On Thursday, Andrew Bell, Rossi’s campaign manager, pointed to Schrier’s comment as evidence she’s out of touch with the 8th District.
“Calling farmers abusive seems a strange way to court voters in a district that is rural,” he said, adding that the campaign already has heard from farmers offended by the comment who are considering how to respond.
Schrier’s campaign backed away some from the statement Thursday, with Rodihan saying, “that’s not how she would normally word it.” Rodihan said the larger point is that the farmworker visa program “is broken and both workers and farmers believe the program should be fixed.”
THREE: Who’s raising taxes on whom?
Another point of attack against Schrier by the Rossi campaign centered on her alleged predilection for raising taxes. Schrier says that’s a distortion and attacked Rossi for his own support of Republican tax-cut legislation that has ballooned the deficit.

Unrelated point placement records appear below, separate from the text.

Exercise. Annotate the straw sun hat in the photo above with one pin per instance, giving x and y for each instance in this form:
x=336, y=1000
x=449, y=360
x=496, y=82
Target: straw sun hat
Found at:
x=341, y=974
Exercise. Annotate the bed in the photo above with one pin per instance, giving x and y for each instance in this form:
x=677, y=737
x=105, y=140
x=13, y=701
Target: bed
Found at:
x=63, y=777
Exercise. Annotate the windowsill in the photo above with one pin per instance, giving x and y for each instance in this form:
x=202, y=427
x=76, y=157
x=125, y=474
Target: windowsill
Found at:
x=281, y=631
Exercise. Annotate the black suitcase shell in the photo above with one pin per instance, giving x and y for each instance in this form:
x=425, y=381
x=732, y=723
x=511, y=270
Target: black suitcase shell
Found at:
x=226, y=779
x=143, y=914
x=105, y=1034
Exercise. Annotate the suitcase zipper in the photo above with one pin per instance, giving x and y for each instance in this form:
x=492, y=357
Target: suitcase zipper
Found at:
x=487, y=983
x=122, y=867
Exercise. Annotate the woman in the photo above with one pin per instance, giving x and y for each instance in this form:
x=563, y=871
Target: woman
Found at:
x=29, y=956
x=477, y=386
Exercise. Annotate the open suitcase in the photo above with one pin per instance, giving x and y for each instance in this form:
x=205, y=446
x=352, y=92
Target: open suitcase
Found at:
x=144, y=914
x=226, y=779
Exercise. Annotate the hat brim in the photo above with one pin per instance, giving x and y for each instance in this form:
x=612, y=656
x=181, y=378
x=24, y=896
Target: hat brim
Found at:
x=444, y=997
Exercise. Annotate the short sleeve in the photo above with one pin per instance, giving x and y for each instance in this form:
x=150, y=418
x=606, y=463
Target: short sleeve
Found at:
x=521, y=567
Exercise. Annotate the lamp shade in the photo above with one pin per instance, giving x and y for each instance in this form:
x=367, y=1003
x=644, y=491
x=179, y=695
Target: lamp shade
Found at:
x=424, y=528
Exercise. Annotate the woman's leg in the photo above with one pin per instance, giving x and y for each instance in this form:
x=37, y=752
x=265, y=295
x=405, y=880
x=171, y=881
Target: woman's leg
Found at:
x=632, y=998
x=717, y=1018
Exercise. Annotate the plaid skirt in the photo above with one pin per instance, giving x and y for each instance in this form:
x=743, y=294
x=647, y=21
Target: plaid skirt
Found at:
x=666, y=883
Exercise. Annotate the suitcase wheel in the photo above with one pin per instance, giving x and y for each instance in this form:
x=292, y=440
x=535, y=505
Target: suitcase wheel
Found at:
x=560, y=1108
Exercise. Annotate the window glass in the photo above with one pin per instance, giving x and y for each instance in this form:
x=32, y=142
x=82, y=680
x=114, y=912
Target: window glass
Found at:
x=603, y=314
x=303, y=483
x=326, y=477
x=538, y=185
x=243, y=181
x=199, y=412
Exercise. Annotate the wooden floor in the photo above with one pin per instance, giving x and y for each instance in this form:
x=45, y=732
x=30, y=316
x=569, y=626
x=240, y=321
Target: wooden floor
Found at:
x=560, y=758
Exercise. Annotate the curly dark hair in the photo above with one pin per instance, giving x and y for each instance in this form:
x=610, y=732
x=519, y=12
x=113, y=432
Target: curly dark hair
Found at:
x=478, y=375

In the debate, Rossi mashed many of his tax accusations against Schrier into a single statement when asked about threats to the economy.

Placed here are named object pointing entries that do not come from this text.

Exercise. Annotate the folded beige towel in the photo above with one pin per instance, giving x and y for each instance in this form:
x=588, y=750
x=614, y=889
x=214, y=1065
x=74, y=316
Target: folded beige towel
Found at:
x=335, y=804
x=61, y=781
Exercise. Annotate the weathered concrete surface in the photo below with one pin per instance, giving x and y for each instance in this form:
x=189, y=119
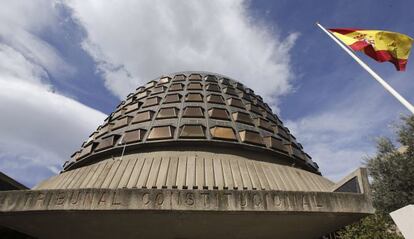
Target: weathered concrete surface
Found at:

“My opponent wants to raise people’s taxes by $2,821 for every family in the 8th Congressional District. Actually pulling money out of people’s back pockets isn’t going to make it better. My opponent wants to double income taxes by actually having a government takeover of health care. My opponent supports a 57-cent-a-gallon gas tax that won’t go to roads. My opponent also supports a state income tax,” Rossi said.
Schrier has been strongly critical of the Republican tax-cut bill that passed Congress, but pushed back on the idea that she’d reverse the cuts for middle-class families, as Rossi implied.

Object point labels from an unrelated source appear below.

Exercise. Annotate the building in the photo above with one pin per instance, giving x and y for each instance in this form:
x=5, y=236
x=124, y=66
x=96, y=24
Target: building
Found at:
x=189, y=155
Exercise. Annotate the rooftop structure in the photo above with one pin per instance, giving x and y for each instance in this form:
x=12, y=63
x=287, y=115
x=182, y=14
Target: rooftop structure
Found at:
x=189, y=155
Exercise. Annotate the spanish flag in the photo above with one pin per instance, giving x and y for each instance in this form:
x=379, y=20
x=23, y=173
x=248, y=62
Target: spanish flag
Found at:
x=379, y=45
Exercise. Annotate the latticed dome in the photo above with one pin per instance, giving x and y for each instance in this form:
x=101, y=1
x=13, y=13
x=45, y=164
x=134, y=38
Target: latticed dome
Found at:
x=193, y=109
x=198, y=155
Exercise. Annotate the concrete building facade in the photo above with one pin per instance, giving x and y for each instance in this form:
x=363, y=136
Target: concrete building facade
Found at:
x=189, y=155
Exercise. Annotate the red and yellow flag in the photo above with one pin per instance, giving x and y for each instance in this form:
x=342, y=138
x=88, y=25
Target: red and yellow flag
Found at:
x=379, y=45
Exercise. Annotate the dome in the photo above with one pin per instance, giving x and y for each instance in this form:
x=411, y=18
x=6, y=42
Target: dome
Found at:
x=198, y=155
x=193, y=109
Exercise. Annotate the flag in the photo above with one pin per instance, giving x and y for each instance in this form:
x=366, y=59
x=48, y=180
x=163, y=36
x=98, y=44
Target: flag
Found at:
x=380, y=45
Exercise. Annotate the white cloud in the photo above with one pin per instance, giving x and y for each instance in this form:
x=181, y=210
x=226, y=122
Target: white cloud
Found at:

“My positions have always been clear, that I opposed the part of that tax plan that gave the majority of the benefits to the wealthiest and corporations, and we know that does not trickle down, and it did not do nearly enough for the middle class. So if I were reworking it I would take away some of those cuts for the wealthiest, close the loopholes that let people get away without paying their fair share and keep benefits for the middle class,” Schrier said.
In interviews, Schrier has not offered specifics on what level of income she’d consider wealthy for the purposes of reworking the tax bill.
As for her support of a state income tax and carbon fee, Schrier has said those are state-level issues that she wouldn’t be dealing with in Congress. But that hasn’t stopped political ads about her stances, and Bell said Thursday, “if you support these policies at the state level there is no reason you would not support them at the national level.”
Both Rossi and Schrier said they support making the federal tax cuts for individuals permanent. Unlike the corporate tax cuts in the bill, the personal tax cuts are due to expire after 2025 absent congressional action.
FOUR: Does anyone have a plan for the deficit?
Both candidates were asked about how they’d deal with the federal-budget deficit, which is projected to increase to $1 trillion a year — an outcome that had been predicted when Congress approved the tax-cut bill last year.
Schrier said she would not have approved the bill and returned to the idea of taxing the wealthy — while offering no specific ideas to reduce spending. She mocked Republicans for eyeing cuts to social programs after passing the massive tax cuts.
“It exploded our debt and now all of a sudden fiscal responsibility has returned to Congress and they want to pay for it by cutting our Social Security and Medicare … and other public benefits. Look, if everybody pays their fair share then we don’t have to talk about making draconian cuts to services that help the vast majority of people in this country …” she said.
Asked how he’d trim the federal budget, Rossi also offered no specifics, but returned once again to his experience as a legislative-budget writer years ago.
“It’s not one thing. It’s not five things. It’s thousands of decisions you have to make line by line in the budget, and that’s what I’ve done. There are a number of things that you can do to make this work, but you have to go through the budget,” he said.